Internet-Drafts are draft documents valid for a maximum of six months and may be updated, replaced, or obsoleted by other documents at any time. It is inappropriate to use Internet-Drafts as reference material or to cite them other than as "work in progress."

This Internet-Draft will expire on 2 September 2023.

Table of Contents

1. Introduction

[RFC8317] defines EVPN Ethernet Tree (E-Tree), a segmentation technology, for networks using EVPN with multiprotocol label switching (MPLS) encapsulation. In a network using E-Tree segmentation, hosts are assigned one of two different classifications, root or leaf. Root hosts are allowed to communicate with all other hosts in the network. Leaf hosts are only allowed to communicate with root hosts; they are blocked from communicating with other leaf hosts. [RFC8317] defines two different filtering methods to achieve the required segmentation:

  1. Ingress filtering, applicable to known unicast traffic
  2. Egress filtering, applicable to broadcast, unknown unicast, and multicast (BUM) traffic

Ingress filtering is the filtering of leaf-to-leaf traffic on the ingress side of an overlay tunnel, before it is encapsulated and sent to a destination provider edge (PE) device. Egress filtering is the filtering of leaf-to-leaf traffic on the egress side of an overlay tunnel, after it has been received on the destination PE device.

Ingress filtering as defined by [RFC8317] for known unicast traffic relies solely on additional metadata attached to the EVPN type-2 mac-ip routes advertised by PE devices for known hosts, and will thus work unmodified for networks using virtual extensible LAN (VXLAN) encapsulation. However, egress filtering for BUM traffic relies on specific features of MPLS encapsulation, specifically, the ability to attach multiple labels to each data packet. Therefore, egress filtering of BUM traffic as defined by [RFC8317] doesn't work unmodified for networks using VXLAN encapsulation.

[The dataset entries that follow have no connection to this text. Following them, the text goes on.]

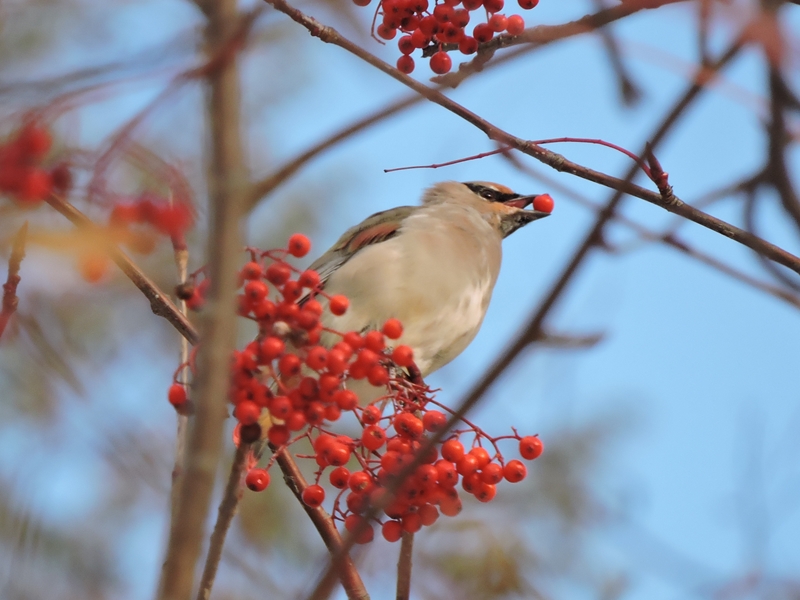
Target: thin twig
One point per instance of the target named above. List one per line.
(322, 521)
(10, 299)
(539, 37)
(668, 238)
(404, 566)
(226, 184)
(668, 202)
(531, 332)
(160, 303)
(227, 510)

[RFC8317] defines 3 primary methods for classifying hosts as roots and leafs:

  1. Each PE site (VTEP) contains only root or only leaf hosts
  2. Each attachment circuit (VLAN) contains only root or only leaf hosts
  3. Each host (MAC) can be individually classified as a root or a leaf

This document will define an approach for performing ingress filtering for BUM traffic, in addition to known unicast traffic, for networks using VXLAN encapsulation and E-Tree role classification using either method 1 or method 2 defined above. E-Tree filtering of BUM traffic for VXLAN networks using method 3 for E-Tree role classification (which is also not covered in [RFC8317]) is outside the scope of this document.

2. Terminology

2.1. Requirements Language

The key words "MUST", "MUST NOT", "REQUIRED", "SHALL", "SHALL NOT", "SHOULD", "SHOULD NOT", "RECOMMENDED", "NOT RECOMMENDED", "MAY", and "OPTIONAL" in this document are to be interpreted as described in BCP 14 [RFC2119] [RFC8174] when, and only when, they appear in all capitals, as shown here.

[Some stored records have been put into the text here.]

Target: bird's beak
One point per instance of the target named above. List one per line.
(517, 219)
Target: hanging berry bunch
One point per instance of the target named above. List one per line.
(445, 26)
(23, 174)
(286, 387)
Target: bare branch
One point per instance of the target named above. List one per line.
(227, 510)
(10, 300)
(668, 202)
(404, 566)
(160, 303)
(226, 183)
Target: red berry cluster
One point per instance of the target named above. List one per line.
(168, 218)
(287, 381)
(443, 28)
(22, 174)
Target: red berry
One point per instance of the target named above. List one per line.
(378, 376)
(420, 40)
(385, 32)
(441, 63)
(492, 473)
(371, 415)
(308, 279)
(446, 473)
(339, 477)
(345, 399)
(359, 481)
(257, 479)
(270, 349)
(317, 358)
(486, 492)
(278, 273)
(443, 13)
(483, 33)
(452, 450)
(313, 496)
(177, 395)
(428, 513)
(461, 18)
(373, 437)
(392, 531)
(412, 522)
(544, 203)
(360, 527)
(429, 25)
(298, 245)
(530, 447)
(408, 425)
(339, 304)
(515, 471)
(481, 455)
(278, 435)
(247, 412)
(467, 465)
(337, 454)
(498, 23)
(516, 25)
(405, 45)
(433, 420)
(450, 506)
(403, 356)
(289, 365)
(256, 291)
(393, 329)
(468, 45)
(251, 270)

2.2. Terms and Abbreviations

BUM
Broadcast, Unknown Unicast, and Multicast traffic
IMET Route
Inclusive Multicast Ethernet Tag Route. An EVPN route type used to advertise remote destinations to send BUM traffic to
EVPN
Ethernet Virtual Private Network. A BGP-based protocol for building VPNs and network overlays. Defined in [RFC7432] for use with MPLS encapsulation, and extended in [RFC8365] for use with alternative encapsulations, including VXLAN
PE
Provider Edge device
VLAN
Virtual LAN. A single bridging domain local to a device.
VNI
VXLAN Network Identifier. An identifier of a bridging domain across a VXLAN overlay network.
VTEP
VXLAN Tunnel Endpoint
VXLAN
Virtual Extensible LAN. An overlay protocol used to build L2 overlay networks across a standard UDP/IP L3 underlay network. Defined in [RFC7348]

3. IMET Route Filtering for BUM Traffic

[RFC8317] defines how ingress filtering for known unicast traffic is performed, by attaching an E-Tree extended community to each EVPN type-2 mac-ip route that is advertised for a host with leaf classification. Any PE that imports this route is able to classify the remote host identified by the received route as a root or a leaf, based on the presence or absence of the attached E-Tree extended community. Any traffic locally originated from an attached leaf host, and destined to a remote leaf host, can then be dropped prior to encapsulation, preventing any local leaf hosts from communicating with known remote leaf hosts.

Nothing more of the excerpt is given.